Because my most recent novel is about a mother-daughter book club, my list below consists of Five Book Club picks – books that will spark discussion this summer at the pool or on the porch, when you’re armed with well buttered popcorn and a pitcher of lemonade. I lean toward classics as well as contemporary titles, and – for book club purposes – toward selections that are more controversial. The first two titles are books that my characters read in The Unbearable Book Club for Unsinkable Girls. –Julie Schumacher
1) Charlotte Perkins Gilman, “The Yellow Wallpaper”
This is a very quick read – more of a story than a novel. But it’s marvelously creepy. All those eerie, unsettling novels about a young girl who wonders if she’s losing her mind? They got their inspiration here. You’ll never look at wallpaper the same way again
2) Ursula LeGuin, “The Left Hand of Darkness”

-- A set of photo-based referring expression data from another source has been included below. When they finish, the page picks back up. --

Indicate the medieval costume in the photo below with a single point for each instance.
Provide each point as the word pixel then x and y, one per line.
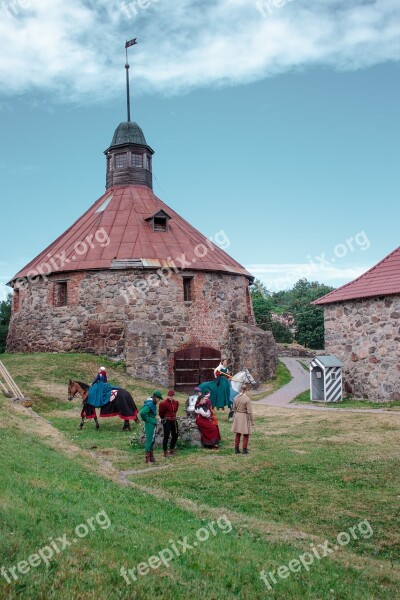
pixel 168 410
pixel 148 414
pixel 220 389
pixel 207 423
pixel 101 376
pixel 243 421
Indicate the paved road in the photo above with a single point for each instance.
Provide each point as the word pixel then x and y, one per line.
pixel 299 383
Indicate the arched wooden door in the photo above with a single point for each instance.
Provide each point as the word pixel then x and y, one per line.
pixel 194 366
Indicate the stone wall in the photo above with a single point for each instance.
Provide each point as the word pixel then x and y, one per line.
pixel 297 351
pixel 118 314
pixel 253 348
pixel 365 335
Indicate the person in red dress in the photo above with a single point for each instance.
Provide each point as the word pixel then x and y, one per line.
pixel 207 423
pixel 167 411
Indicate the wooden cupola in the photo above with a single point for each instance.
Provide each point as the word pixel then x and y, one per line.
pixel 129 157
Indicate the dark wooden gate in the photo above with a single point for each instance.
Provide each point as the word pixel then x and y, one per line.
pixel 194 366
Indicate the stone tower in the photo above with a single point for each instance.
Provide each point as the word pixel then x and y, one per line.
pixel 132 279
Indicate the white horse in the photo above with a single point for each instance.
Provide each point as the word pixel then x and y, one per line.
pixel 237 382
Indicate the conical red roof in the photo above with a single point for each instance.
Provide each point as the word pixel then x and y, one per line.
pixel 123 213
pixel 381 280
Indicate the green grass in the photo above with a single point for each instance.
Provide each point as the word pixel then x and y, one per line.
pixel 305 398
pixel 308 477
pixel 282 377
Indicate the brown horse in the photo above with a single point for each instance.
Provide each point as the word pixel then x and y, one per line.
pixel 122 405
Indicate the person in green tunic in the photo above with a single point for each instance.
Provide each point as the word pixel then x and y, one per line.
pixel 148 414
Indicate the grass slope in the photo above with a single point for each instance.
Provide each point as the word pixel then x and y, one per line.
pixel 308 478
pixel 305 398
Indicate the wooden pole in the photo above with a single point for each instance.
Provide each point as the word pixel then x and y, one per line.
pixel 3 387
pixel 10 382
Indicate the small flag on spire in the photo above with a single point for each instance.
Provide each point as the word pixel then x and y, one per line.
pixel 131 43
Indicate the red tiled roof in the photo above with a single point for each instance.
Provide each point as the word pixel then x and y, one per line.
pixel 131 237
pixel 381 280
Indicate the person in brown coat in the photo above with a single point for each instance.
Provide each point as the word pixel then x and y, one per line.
pixel 243 421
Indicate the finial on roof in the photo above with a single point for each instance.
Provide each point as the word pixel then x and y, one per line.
pixel 127 67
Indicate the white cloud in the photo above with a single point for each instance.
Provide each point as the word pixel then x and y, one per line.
pixel 74 49
pixel 281 277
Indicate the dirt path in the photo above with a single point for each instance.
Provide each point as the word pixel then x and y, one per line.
pixel 274 532
pixel 299 383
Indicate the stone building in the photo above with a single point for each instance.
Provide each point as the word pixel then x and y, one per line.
pixel 362 328
pixel 132 279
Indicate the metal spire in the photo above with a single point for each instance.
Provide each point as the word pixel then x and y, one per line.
pixel 127 67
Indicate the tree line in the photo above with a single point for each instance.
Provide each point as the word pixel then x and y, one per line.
pixel 294 304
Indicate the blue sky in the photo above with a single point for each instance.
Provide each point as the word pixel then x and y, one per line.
pixel 277 124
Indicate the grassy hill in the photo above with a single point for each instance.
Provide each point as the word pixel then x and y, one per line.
pixel 310 477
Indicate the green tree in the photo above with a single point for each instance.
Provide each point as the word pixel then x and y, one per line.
pixel 310 331
pixel 282 334
pixel 5 315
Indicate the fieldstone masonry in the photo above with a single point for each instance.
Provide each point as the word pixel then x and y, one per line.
pixel 365 335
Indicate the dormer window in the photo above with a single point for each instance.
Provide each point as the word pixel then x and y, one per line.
pixel 159 221
pixel 121 160
pixel 137 160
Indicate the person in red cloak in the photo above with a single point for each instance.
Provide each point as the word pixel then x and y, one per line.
pixel 207 423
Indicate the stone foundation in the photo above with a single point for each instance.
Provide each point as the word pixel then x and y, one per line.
pixel 365 335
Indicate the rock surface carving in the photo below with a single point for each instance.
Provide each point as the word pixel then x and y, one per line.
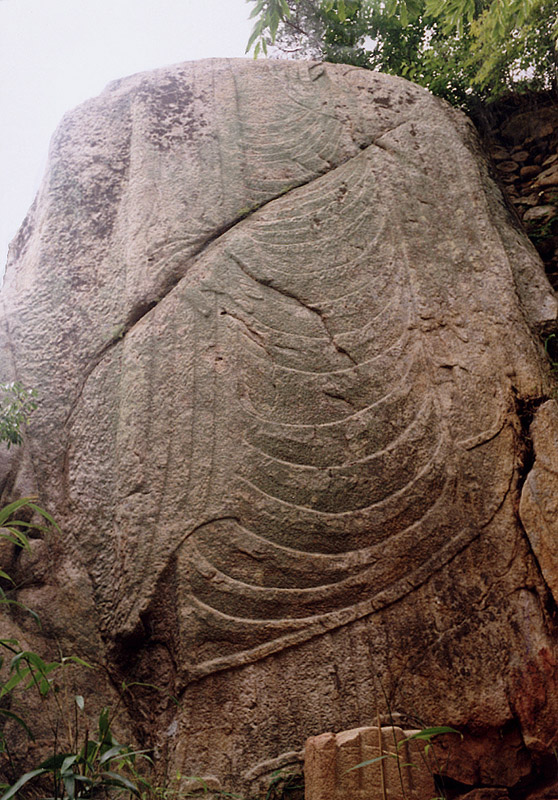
pixel 285 330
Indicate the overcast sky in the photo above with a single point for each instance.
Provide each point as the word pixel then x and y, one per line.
pixel 56 53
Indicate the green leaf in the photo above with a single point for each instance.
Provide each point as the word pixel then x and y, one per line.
pixel 114 779
pixel 429 733
pixel 371 761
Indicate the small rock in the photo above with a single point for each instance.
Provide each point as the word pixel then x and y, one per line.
pixel 529 171
pixel 499 154
pixel 539 213
pixel 549 177
pixel 507 166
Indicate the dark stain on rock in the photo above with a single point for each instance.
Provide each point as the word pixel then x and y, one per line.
pixel 174 111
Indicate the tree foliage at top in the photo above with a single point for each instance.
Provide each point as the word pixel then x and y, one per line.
pixel 467 51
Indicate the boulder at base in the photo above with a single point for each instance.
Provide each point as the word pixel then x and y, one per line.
pixel 286 336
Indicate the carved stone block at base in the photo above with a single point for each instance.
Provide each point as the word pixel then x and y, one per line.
pixel 402 773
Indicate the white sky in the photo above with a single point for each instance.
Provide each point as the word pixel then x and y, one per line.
pixel 56 53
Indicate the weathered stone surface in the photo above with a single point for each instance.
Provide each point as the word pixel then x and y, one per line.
pixel 539 498
pixel 401 771
pixel 285 332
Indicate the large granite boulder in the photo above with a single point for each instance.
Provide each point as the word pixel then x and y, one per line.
pixel 287 339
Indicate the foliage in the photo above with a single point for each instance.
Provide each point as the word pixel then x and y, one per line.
pixel 100 765
pixel 467 51
pixel 16 404
pixel 88 766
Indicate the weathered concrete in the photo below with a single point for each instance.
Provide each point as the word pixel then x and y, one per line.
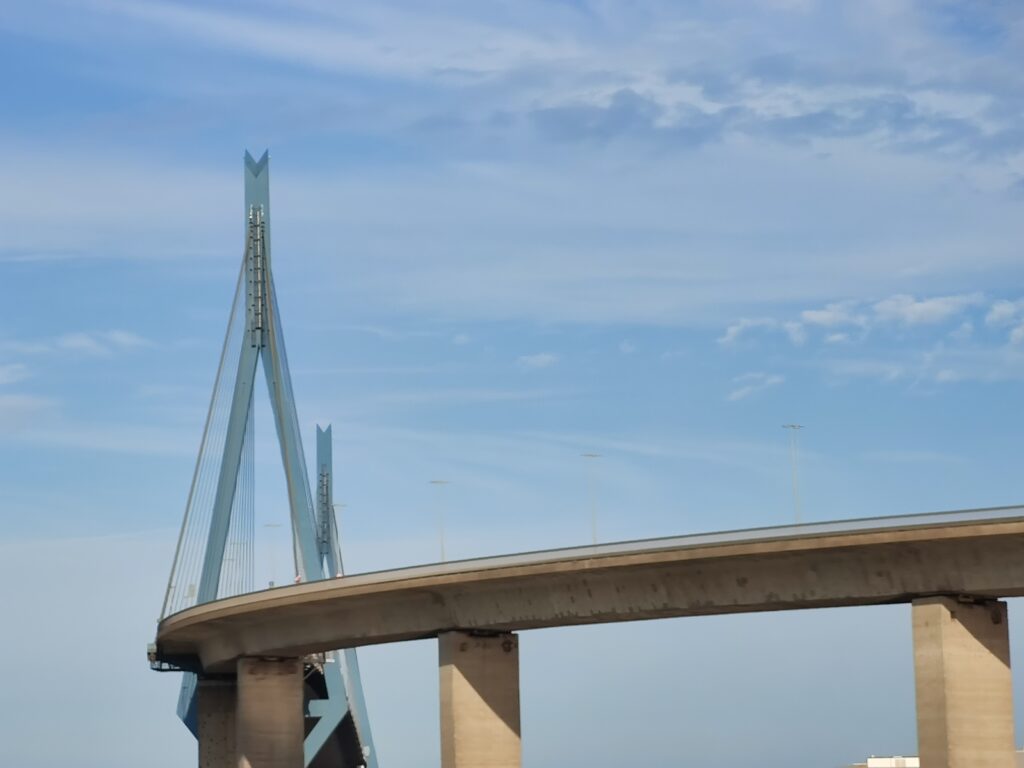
pixel 479 691
pixel 964 688
pixel 269 724
pixel 613 583
pixel 215 718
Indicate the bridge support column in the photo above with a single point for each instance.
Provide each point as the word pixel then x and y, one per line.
pixel 215 718
pixel 269 723
pixel 965 694
pixel 479 686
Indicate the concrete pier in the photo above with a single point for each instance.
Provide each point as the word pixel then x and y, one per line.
pixel 479 692
pixel 215 719
pixel 964 688
pixel 269 728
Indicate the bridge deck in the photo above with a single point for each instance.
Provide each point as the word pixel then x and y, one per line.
pixel 976 553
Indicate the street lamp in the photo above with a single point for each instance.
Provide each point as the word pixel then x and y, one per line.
pixel 592 494
pixel 794 456
pixel 440 512
pixel 273 569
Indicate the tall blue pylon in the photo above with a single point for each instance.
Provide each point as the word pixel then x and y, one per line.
pixel 214 556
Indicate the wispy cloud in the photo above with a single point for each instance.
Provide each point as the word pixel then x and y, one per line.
pixel 908 310
pixel 752 383
pixel 18 410
pixel 13 372
pixel 541 359
pixel 738 329
pixel 100 344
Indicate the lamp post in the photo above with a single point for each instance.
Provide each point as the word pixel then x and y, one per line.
pixel 592 494
pixel 440 512
pixel 794 462
pixel 273 569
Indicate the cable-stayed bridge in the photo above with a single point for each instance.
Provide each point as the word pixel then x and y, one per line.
pixel 214 558
pixel 265 685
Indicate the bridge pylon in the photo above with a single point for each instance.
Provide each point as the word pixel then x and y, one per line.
pixel 215 551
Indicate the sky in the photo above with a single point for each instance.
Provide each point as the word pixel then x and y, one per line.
pixel 506 235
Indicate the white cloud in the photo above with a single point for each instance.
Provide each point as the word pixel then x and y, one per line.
pixel 836 313
pixel 904 308
pixel 100 344
pixel 796 332
pixel 541 359
pixel 13 372
pixel 965 332
pixel 1004 312
pixel 752 383
pixel 737 329
pixel 16 410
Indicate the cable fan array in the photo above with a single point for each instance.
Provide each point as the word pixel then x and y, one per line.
pixel 237 573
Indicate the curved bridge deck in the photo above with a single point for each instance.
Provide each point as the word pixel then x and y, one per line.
pixel 977 553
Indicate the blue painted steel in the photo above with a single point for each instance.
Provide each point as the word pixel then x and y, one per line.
pixel 314 529
pixel 343 666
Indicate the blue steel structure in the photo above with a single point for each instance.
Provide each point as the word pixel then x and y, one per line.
pixel 214 556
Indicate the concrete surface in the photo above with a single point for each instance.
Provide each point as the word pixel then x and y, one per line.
pixel 269 725
pixel 963 682
pixel 479 700
pixel 799 567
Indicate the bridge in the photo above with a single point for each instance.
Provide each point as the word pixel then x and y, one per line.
pixel 249 656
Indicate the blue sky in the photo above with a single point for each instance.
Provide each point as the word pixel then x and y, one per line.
pixel 505 235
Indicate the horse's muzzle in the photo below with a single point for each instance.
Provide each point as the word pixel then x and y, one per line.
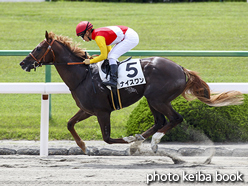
pixel 25 67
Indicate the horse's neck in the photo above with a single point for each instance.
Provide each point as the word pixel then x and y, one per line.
pixel 72 75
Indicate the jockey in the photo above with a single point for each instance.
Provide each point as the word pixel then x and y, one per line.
pixel 122 37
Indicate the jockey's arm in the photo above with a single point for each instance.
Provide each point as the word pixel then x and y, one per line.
pixel 104 49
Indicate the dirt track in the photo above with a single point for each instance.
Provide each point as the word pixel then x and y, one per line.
pixel 115 170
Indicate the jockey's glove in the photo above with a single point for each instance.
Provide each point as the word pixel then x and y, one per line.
pixel 87 61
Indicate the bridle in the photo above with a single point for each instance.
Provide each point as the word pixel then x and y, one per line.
pixel 38 63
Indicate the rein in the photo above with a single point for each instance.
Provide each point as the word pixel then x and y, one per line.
pixel 38 63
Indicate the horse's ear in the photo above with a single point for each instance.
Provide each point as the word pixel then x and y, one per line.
pixel 46 36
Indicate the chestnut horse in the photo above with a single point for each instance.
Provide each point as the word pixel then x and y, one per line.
pixel 165 80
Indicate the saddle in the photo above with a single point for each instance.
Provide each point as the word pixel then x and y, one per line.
pixel 106 67
pixel 115 95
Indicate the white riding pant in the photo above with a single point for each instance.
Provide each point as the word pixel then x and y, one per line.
pixel 131 39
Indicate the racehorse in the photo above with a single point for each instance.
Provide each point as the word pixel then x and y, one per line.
pixel 165 80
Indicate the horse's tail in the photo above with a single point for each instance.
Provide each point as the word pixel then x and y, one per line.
pixel 198 88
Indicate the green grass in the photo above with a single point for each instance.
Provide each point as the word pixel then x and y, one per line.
pixel 168 26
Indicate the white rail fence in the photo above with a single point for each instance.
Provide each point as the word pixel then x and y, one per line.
pixel 60 88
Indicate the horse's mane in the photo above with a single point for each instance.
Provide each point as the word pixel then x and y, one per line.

LeGuin invents a planet whose inhabitants cycle back and forth from male to female, depending on personal chemistry and the time of the month and the person they’re with. One of the best thought-experiment novels ever written.
3) Pete Hautman, “Godless”
I love this book – it’s funny and provocative and sad, and it’s sure to spark great conversations about belief and religion. Bored and irritated with his parents’ Catholicism, Jason Bock invents “Chutengodianism,” a religion whose god is the local water tower. My fear of heights kicked in, big-time, when I read the climactic scenes.
4) Margaret Atwood, “The Handmaid’s Tale”
Before The Hunger Games and other dystopias became popular, Atwood created the Republic of Gilead, a nightmarish future vision of the US in which the birthrate has plummeted and fertile women – now scarce – become a commodity controlled entirely by men. Totally creepy and full of questions that will stick with you.
5) George Orwell, “Animal Farm”
Yup: all the characters are barnyard animals, and this is a ferocious novel about politics and the way people organize and treat each other. Four legs good; two legs bad. My sixth-grade teacher read this aloud to our class, and it’s stuck with me ever since. Such a short book, and there’s so much beauty and power in it….
Happy reading!
The Yellow Wallpaper sounds creepy, in a great way. And I have always wanted to read something by LeGuin. I will start here! Great recommendations.